The World Bank, established in 1944 to finance post-World War II reconstruction, has long been the largest international public agency. Its mission, as redefined by Robert McNamara in 1973, aims to "accelerate economic growth and reduce absolute poverty." However, the bank's performance in achieving this goal has been mixed, with significant challenges emerging in recent decades.
The bank's primary metric for poverty, currently set at $2.15 per day, has been criticized as an inadequate measure of progress. From 1960 to 1990, poorer countries' incomes diverged from richer ones, indicating a failure in the bank's mission. The situation began to improve in the early 1990s, largely due to the economic rise of China and India.
Paul Collier introduced the concept of the "bottom billion" in 2003, referring to approximately 60 poor countries, mainly in Africa and Central Asia, that were falling behind economically. While China and India experienced rapid growth, these bottom billion countries continued to struggle.
"Our dream is a world free of poverty."
The commodity super-cycle from 2003 to 2014 briefly boosted incomes in resource-rich bottom billion countries. However, since 2014, the trend has reverted, raising concerns about future poverty levels. Projections suggest that by 2035, adjusted for inflation, the number of people below the World Bank's poverty threshold will increase, primarily in Africa and Central Asia.

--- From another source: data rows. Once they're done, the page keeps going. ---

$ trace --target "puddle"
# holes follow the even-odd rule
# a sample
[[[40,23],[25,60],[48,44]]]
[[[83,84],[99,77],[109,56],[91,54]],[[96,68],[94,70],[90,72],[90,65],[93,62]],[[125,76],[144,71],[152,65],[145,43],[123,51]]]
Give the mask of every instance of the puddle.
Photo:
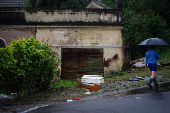
[[[35,107],[29,108],[29,109],[27,109],[27,110],[25,110],[25,111],[22,111],[21,113],[27,113],[27,112],[36,110],[36,109],[41,108],[41,107],[46,107],[46,106],[48,106],[48,105],[35,106]]]
[[[8,102],[0,103],[0,108],[3,108],[3,107],[13,107],[13,106],[18,106],[18,104],[17,103],[12,103],[12,102],[10,102],[10,103],[8,103]]]
[[[170,82],[165,82],[165,83],[159,84],[158,90],[155,90],[154,87],[152,90],[149,90],[148,86],[144,86],[144,87],[140,87],[137,89],[120,92],[119,94],[133,95],[133,94],[145,94],[145,93],[159,93],[159,92],[167,92],[167,91],[170,91]]]

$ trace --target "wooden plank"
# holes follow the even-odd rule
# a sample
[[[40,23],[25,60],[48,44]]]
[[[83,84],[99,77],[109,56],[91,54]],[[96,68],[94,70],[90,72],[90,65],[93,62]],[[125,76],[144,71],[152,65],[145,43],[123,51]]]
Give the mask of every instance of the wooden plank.
[[[83,75],[103,73],[103,50],[64,48],[62,49],[61,78],[77,79]]]
[[[90,84],[90,83],[82,83],[81,79],[77,79],[77,84],[80,87],[83,87],[89,91],[98,91],[101,90],[101,85],[100,84]]]

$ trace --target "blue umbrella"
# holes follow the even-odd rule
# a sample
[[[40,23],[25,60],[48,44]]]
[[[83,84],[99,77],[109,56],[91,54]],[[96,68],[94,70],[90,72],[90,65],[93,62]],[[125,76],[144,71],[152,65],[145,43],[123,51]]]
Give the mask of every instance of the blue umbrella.
[[[139,45],[145,46],[145,45],[169,45],[169,44],[160,38],[149,38],[142,41]]]

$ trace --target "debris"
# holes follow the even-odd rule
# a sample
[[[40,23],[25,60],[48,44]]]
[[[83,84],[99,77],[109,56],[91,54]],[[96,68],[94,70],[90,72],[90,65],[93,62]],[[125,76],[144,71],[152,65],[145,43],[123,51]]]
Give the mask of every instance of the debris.
[[[128,79],[129,81],[139,81],[140,79],[138,79],[138,78],[130,78],[130,79]]]
[[[89,91],[101,90],[100,83],[104,83],[101,75],[84,75],[81,79],[77,79],[77,84]]]
[[[83,88],[88,89],[89,91],[98,91],[98,90],[101,90],[101,85],[100,84],[83,83]]]
[[[86,93],[84,93],[84,94],[89,95],[89,94],[91,94],[91,92],[86,92]]]
[[[11,93],[11,95],[17,95],[17,93]]]
[[[73,101],[72,99],[67,100],[67,102],[72,102],[72,101]]]
[[[80,100],[81,98],[73,98],[74,100]]]
[[[140,97],[136,97],[136,100],[141,100],[141,98]]]
[[[133,66],[133,67],[145,67],[145,57],[143,58],[140,58],[140,59],[136,59],[134,61],[130,61],[130,64]],[[157,62],[158,66],[161,66],[159,62]]]
[[[143,78],[143,77],[138,77],[138,76],[136,76],[136,78],[138,78],[138,79],[140,79],[140,80],[144,80],[145,78]]]
[[[100,84],[104,83],[104,78],[101,75],[83,75],[83,77],[81,77],[81,82]]]
[[[4,99],[14,99],[14,97],[12,95],[4,95],[4,94],[0,94],[0,100],[4,100]]]
[[[165,62],[165,63],[161,63],[162,66],[168,66],[170,65],[170,62]]]
[[[130,61],[130,64],[134,67],[145,67],[145,57]]]

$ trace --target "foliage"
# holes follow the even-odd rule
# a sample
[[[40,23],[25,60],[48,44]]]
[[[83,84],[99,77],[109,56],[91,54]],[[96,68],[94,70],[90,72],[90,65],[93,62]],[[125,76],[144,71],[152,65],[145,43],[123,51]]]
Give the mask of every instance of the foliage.
[[[61,4],[61,8],[85,8],[89,0],[67,0]]]
[[[9,91],[45,89],[59,71],[58,53],[33,36],[13,40],[0,54],[0,86]]]
[[[109,6],[112,9],[115,9],[115,1],[114,0],[100,0],[100,2]]]
[[[161,52],[160,56],[161,56],[161,60],[159,62],[163,63],[163,62],[169,62],[170,61],[170,48],[166,48],[166,50],[164,52]]]
[[[25,0],[27,7],[85,8],[90,0]]]
[[[138,44],[147,38],[162,38],[169,42],[167,21],[150,4],[154,5],[154,2],[152,0],[124,0],[123,40],[131,46],[132,60],[144,56],[147,48],[139,47]],[[157,49],[161,51],[160,47]]]

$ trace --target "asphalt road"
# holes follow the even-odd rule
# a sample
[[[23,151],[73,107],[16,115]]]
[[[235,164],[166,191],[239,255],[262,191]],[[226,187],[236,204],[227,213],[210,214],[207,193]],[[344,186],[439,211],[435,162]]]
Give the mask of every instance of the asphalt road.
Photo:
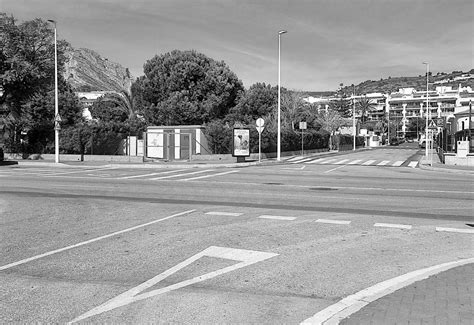
[[[337,163],[2,167],[0,322],[297,324],[474,256],[442,231],[472,229],[472,175]]]

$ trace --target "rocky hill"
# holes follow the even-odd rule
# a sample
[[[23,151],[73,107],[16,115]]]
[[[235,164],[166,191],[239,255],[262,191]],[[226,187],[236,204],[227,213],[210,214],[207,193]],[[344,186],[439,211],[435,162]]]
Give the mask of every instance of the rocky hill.
[[[132,76],[127,68],[85,48],[66,52],[64,79],[76,91],[130,91]]]

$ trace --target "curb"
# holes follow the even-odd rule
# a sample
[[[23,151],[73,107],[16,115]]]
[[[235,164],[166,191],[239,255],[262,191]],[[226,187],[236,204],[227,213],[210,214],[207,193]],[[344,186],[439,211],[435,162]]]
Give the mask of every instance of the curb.
[[[379,282],[353,295],[347,296],[339,302],[319,311],[314,316],[304,320],[301,324],[339,324],[339,322],[356,313],[371,302],[389,295],[415,282],[425,280],[430,276],[447,271],[457,266],[474,263],[474,258],[462,259],[454,262],[438,264],[424,269],[409,272],[398,277]]]

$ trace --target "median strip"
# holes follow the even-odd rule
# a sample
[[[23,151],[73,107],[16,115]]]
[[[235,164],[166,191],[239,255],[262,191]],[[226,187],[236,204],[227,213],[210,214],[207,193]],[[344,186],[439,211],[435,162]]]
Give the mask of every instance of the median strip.
[[[436,227],[436,231],[439,231],[439,232],[456,232],[456,233],[463,233],[463,234],[474,234],[474,229]]]
[[[397,228],[397,229],[407,229],[410,230],[412,228],[411,225],[399,225],[395,223],[376,223],[374,227],[384,227],[384,228]]]
[[[330,223],[330,224],[335,224],[335,225],[348,225],[351,223],[349,220],[331,220],[331,219],[318,219],[315,222]]]

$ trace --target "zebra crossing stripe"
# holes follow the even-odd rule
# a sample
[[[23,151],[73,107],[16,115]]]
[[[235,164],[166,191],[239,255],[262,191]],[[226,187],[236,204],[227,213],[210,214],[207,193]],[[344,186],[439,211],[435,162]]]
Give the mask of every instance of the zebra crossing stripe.
[[[299,164],[299,163],[302,163],[302,162],[310,161],[311,159],[313,159],[313,158],[305,158],[305,159],[301,159],[301,160],[298,160],[298,161],[292,161],[291,163],[292,164]]]
[[[360,163],[361,161],[362,161],[362,159],[353,160],[350,163],[348,163],[348,165],[355,165],[355,164]]]
[[[385,166],[386,164],[388,164],[390,162],[390,160],[384,160],[380,163],[377,164],[377,166]]]
[[[408,164],[408,167],[416,168],[417,165],[418,165],[418,161],[410,161],[410,163]]]
[[[287,161],[291,162],[291,161],[298,161],[298,160],[302,160],[302,159],[305,159],[305,157],[296,156],[296,157],[288,159]]]
[[[306,161],[305,164],[316,164],[316,163],[320,163],[321,161],[323,161],[325,158],[318,158],[318,159],[315,159],[315,160],[311,160],[311,161]]]
[[[398,160],[392,164],[393,167],[400,167],[403,164],[402,160]]]
[[[368,165],[372,165],[374,162],[376,162],[376,160],[367,160],[365,163],[363,163],[362,165],[364,166],[368,166]]]
[[[336,162],[335,164],[336,164],[336,165],[342,165],[342,164],[344,164],[346,161],[349,161],[349,159],[343,159],[343,160],[341,160],[341,161]]]
[[[326,161],[322,161],[320,162],[321,165],[324,165],[324,164],[329,164],[330,162],[333,162],[333,161],[336,161],[337,159],[328,159]]]

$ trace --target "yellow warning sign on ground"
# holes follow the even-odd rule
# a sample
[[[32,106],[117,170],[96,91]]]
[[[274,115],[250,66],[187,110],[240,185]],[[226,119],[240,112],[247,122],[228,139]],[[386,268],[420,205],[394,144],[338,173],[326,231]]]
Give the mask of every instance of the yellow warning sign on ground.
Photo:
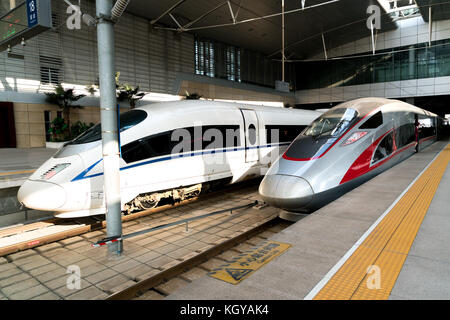
[[[289,249],[291,245],[277,241],[263,241],[252,250],[246,251],[231,263],[213,269],[209,276],[232,284],[238,284],[252,272]]]

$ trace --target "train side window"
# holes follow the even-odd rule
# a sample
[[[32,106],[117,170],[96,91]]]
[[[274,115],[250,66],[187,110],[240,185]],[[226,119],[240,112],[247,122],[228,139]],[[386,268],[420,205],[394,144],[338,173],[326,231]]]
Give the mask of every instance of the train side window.
[[[436,124],[434,118],[419,115],[419,139],[434,136],[436,134]]]
[[[204,150],[241,145],[240,130],[237,125],[203,126],[202,129]]]
[[[414,142],[415,139],[415,128],[413,123],[408,123],[400,126],[396,131],[396,142],[397,147],[401,148]]]
[[[172,131],[166,131],[157,135],[154,135],[147,139],[146,143],[151,149],[152,157],[159,157],[170,154],[172,152],[172,147],[174,142],[172,142]]]
[[[248,126],[248,142],[250,142],[250,145],[256,143],[256,127],[253,123]]]
[[[241,146],[241,130],[239,126],[223,126],[221,130],[225,137],[226,148]]]
[[[378,162],[392,154],[394,151],[394,133],[390,132],[380,142],[373,155],[372,163]]]
[[[268,125],[266,126],[267,143],[292,142],[306,128],[297,125]]]
[[[122,158],[131,163],[170,154],[173,147],[171,136],[172,131],[166,131],[127,143],[122,146]]]
[[[195,127],[175,129],[130,142],[122,146],[122,158],[125,162],[131,163],[170,155],[172,151],[180,153],[240,146],[240,131],[237,125],[203,126],[200,130],[195,129]],[[209,129],[212,130],[208,131]],[[177,130],[179,131],[176,132]],[[196,137],[196,134],[200,134],[200,137]],[[224,139],[223,142],[217,141],[217,138],[221,138],[220,135]]]
[[[366,122],[364,122],[359,128],[360,129],[375,129],[383,124],[383,114],[378,111],[373,116],[371,116]]]
[[[126,163],[148,159],[151,156],[152,151],[142,139],[122,146],[122,158]]]

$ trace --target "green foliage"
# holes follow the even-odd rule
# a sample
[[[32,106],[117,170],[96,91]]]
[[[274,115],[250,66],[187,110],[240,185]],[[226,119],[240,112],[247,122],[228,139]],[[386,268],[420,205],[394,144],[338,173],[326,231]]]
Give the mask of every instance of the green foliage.
[[[86,130],[88,130],[89,128],[93,127],[94,123],[91,122],[89,124],[86,124],[84,122],[81,121],[77,121],[75,122],[72,126],[71,126],[71,133],[72,133],[72,139],[78,137],[80,134],[82,134],[83,132],[85,132]]]
[[[96,86],[95,84],[91,84],[89,86],[86,86],[85,89],[91,94],[91,96],[93,96],[97,92],[98,86]]]
[[[66,136],[72,136],[70,132],[70,109],[71,108],[79,108],[81,106],[73,105],[74,102],[80,100],[85,97],[84,94],[75,95],[74,89],[64,89],[61,84],[58,84],[55,87],[54,92],[46,92],[45,95],[47,98],[45,99],[48,103],[55,104],[60,107],[64,113],[64,118],[67,119],[67,127],[65,130],[68,132],[65,133]]]
[[[45,100],[48,103],[56,104],[63,110],[68,108],[82,108],[81,106],[72,104],[85,97],[84,94],[75,95],[74,89],[65,90],[61,84],[55,87],[54,92],[46,92],[45,95],[47,96]]]
[[[68,141],[75,139],[80,134],[88,130],[89,128],[93,127],[94,123],[86,124],[81,121],[75,122],[73,125],[71,125],[70,133],[68,133],[67,129],[69,125],[66,123],[66,121],[61,118],[57,117],[53,119],[53,121],[50,124],[50,128],[48,129],[48,133],[51,134],[50,141],[52,142],[61,142],[61,141]]]
[[[189,93],[186,91],[186,94],[184,96],[184,98],[186,100],[199,100],[202,96],[199,95],[198,93]]]
[[[68,125],[61,117],[56,117],[50,124],[48,133],[51,134],[50,140],[52,142],[59,142],[66,140],[66,132]]]
[[[117,101],[128,101],[131,108],[136,106],[136,102],[145,96],[145,92],[139,91],[139,86],[134,87],[119,81],[120,72],[116,72],[116,96]]]

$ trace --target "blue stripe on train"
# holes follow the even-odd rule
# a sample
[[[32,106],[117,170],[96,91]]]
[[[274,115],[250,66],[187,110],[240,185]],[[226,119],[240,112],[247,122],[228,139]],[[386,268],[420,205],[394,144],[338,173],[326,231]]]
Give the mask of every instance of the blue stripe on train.
[[[184,154],[178,154],[178,155],[170,155],[167,157],[162,157],[162,158],[157,158],[157,159],[152,159],[152,160],[147,160],[144,162],[132,164],[127,167],[122,167],[122,168],[120,168],[120,171],[135,168],[135,167],[145,166],[150,163],[167,161],[167,160],[172,160],[172,159],[177,159],[177,158],[195,157],[195,156],[200,156],[200,155],[204,155],[204,154],[225,153],[225,152],[242,151],[242,150],[250,150],[250,149],[263,149],[263,148],[270,148],[270,147],[287,146],[289,144],[290,144],[290,142],[286,142],[286,143],[280,143],[280,144],[268,144],[265,146],[256,146],[256,147],[248,147],[248,148],[241,147],[241,148],[234,148],[234,149],[205,150],[205,151],[199,151],[199,152],[191,152],[191,153],[187,153],[187,154],[184,153]],[[70,182],[74,182],[74,181],[78,181],[78,180],[82,180],[82,179],[94,178],[94,177],[103,175],[103,172],[100,172],[100,173],[95,173],[90,176],[87,176],[89,171],[91,171],[102,160],[103,159],[98,160],[97,162],[92,164],[90,167],[88,167],[86,170],[83,170],[79,175],[77,175],[75,178],[73,178]]]

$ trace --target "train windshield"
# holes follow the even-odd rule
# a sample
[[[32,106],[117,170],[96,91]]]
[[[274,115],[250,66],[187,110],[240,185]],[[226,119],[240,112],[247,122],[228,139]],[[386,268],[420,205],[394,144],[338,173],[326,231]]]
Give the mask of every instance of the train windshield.
[[[144,110],[130,110],[122,113],[120,115],[120,132],[134,127],[138,123],[144,121],[145,118],[147,118],[147,112],[145,112]],[[94,142],[100,140],[101,138],[102,128],[100,126],[100,123],[97,123],[95,126],[76,137],[67,145]]]
[[[325,112],[314,120],[303,135],[316,137],[336,137],[347,130],[358,116],[358,112],[350,108],[338,108]]]

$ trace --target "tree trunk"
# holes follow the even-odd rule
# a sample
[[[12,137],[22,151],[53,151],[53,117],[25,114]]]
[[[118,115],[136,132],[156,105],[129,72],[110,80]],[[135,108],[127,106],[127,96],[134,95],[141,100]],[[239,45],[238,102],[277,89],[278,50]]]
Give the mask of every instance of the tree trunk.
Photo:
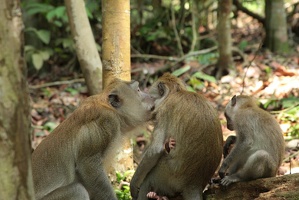
[[[19,0],[0,0],[0,199],[34,199]]]
[[[192,0],[191,1],[192,5],[191,5],[191,14],[192,14],[192,43],[191,43],[191,49],[190,52],[195,51],[195,50],[199,50],[199,4],[203,4],[203,2],[198,2],[198,0]],[[181,5],[184,6],[184,5]]]
[[[288,53],[288,32],[283,0],[266,0],[265,47],[276,53]]]
[[[102,89],[102,62],[87,18],[84,0],[65,0],[76,52],[90,95]]]
[[[103,0],[103,87],[110,79],[131,79],[130,1]]]
[[[218,3],[218,51],[219,58],[213,75],[216,79],[227,75],[233,65],[230,13],[232,0],[219,0]]]
[[[131,80],[130,1],[103,0],[102,13],[103,87],[105,87],[114,78]],[[114,169],[110,173],[124,172],[134,168],[130,140],[127,139],[123,146],[124,148],[116,158]]]

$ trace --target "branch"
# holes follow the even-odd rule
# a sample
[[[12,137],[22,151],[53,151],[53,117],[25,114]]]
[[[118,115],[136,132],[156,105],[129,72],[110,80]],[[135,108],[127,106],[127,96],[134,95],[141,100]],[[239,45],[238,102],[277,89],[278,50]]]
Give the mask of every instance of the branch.
[[[131,58],[153,58],[159,60],[169,60],[169,61],[176,61],[178,58],[173,56],[158,56],[158,55],[151,55],[151,54],[132,54]]]
[[[68,85],[68,84],[72,84],[72,83],[83,83],[83,82],[85,82],[84,78],[79,78],[79,79],[73,79],[73,80],[69,80],[69,81],[56,81],[56,82],[45,83],[45,84],[41,84],[41,85],[30,85],[29,89],[35,90],[35,89],[51,87],[51,86],[55,86],[55,85]]]
[[[247,15],[255,18],[256,20],[258,20],[260,23],[262,23],[263,25],[265,25],[265,18],[263,18],[262,16],[248,10],[247,8],[245,8],[238,0],[233,0],[234,5],[236,6],[237,10],[242,11],[243,13],[246,13]]]
[[[172,4],[171,4],[171,22],[172,22],[172,26],[173,26],[174,35],[175,35],[175,38],[177,41],[178,49],[180,51],[180,55],[184,55],[181,39],[180,39],[178,30],[176,29],[176,25],[175,25],[176,24],[175,23],[175,14],[174,14],[174,7]]]
[[[172,63],[172,64],[168,64],[166,65],[165,67],[163,68],[160,68],[158,71],[160,72],[164,72],[164,71],[167,71],[169,68],[175,66],[176,64],[186,60],[187,58],[189,57],[192,57],[192,56],[198,56],[198,55],[201,55],[201,54],[206,54],[206,53],[210,53],[212,51],[215,51],[217,50],[217,46],[214,46],[214,47],[211,47],[211,48],[208,48],[208,49],[203,49],[203,50],[199,50],[199,51],[193,51],[193,52],[190,52],[182,57],[180,57],[179,59],[176,60],[175,63]]]

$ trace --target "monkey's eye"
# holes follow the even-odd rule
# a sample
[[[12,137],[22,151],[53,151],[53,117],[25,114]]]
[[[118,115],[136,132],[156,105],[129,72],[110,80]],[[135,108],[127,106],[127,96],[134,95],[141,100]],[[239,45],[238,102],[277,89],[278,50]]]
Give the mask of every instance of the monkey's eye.
[[[164,95],[164,85],[163,85],[163,83],[158,84],[158,91],[159,91],[160,96]]]

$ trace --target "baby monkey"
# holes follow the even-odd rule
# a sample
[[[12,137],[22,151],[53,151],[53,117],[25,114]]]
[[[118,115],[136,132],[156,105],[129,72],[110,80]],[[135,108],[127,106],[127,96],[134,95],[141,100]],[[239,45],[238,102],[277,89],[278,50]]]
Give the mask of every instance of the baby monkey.
[[[221,184],[274,177],[282,162],[284,138],[279,124],[250,96],[234,96],[225,108],[227,128],[236,143],[219,170]],[[225,176],[227,174],[227,176]]]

Asset wealth disparities further illustrate the challenge. By 2020, the average per-capita assets of the wealthiest billion people were $500,000, while the bottom billion had less than one-thirtieth of that amount. This gap threatens to create two vastly different worlds within a generation.
Despite these challenges, some bottom billion countries have made significant progress. Rwanda has doubled its people's incomes and improved health and education. Ethiopia has successfully entered global light manufacturing markets, while Zambia has implemented effective decentralization policies.
The World Bank's response to these trends has been criticized. Instead of reassessing its approach, the bank decided to change its stated purpose and measurement methods. This shift away from global poverty reduction to country-specific thresholds has been seen as a retreat from its core mission.
In contrast, the International Monetary Fund (IMF) conducted a self-assessment in 2018 under Christine Lagarde's leadership, leading to reforms in its approach to fragile states. This difference in institutional responses highlights the need for the World Bank to undergo similar soul-searching.
The forced resignation of World Bank President David Malpass in February 2023 underscores the urgency for change. As the institution faces mounting criticism, its new leadership must decide whether to embrace a bold new course or retreat into bureaucratic defensiveness.
The World Bank's vast resources and capable staff position it to make a significant impact on global poverty reduction. However, realizing this potential will require a renewed commitment to its original mission and a willingness to adapt to the changing realities of global economic development.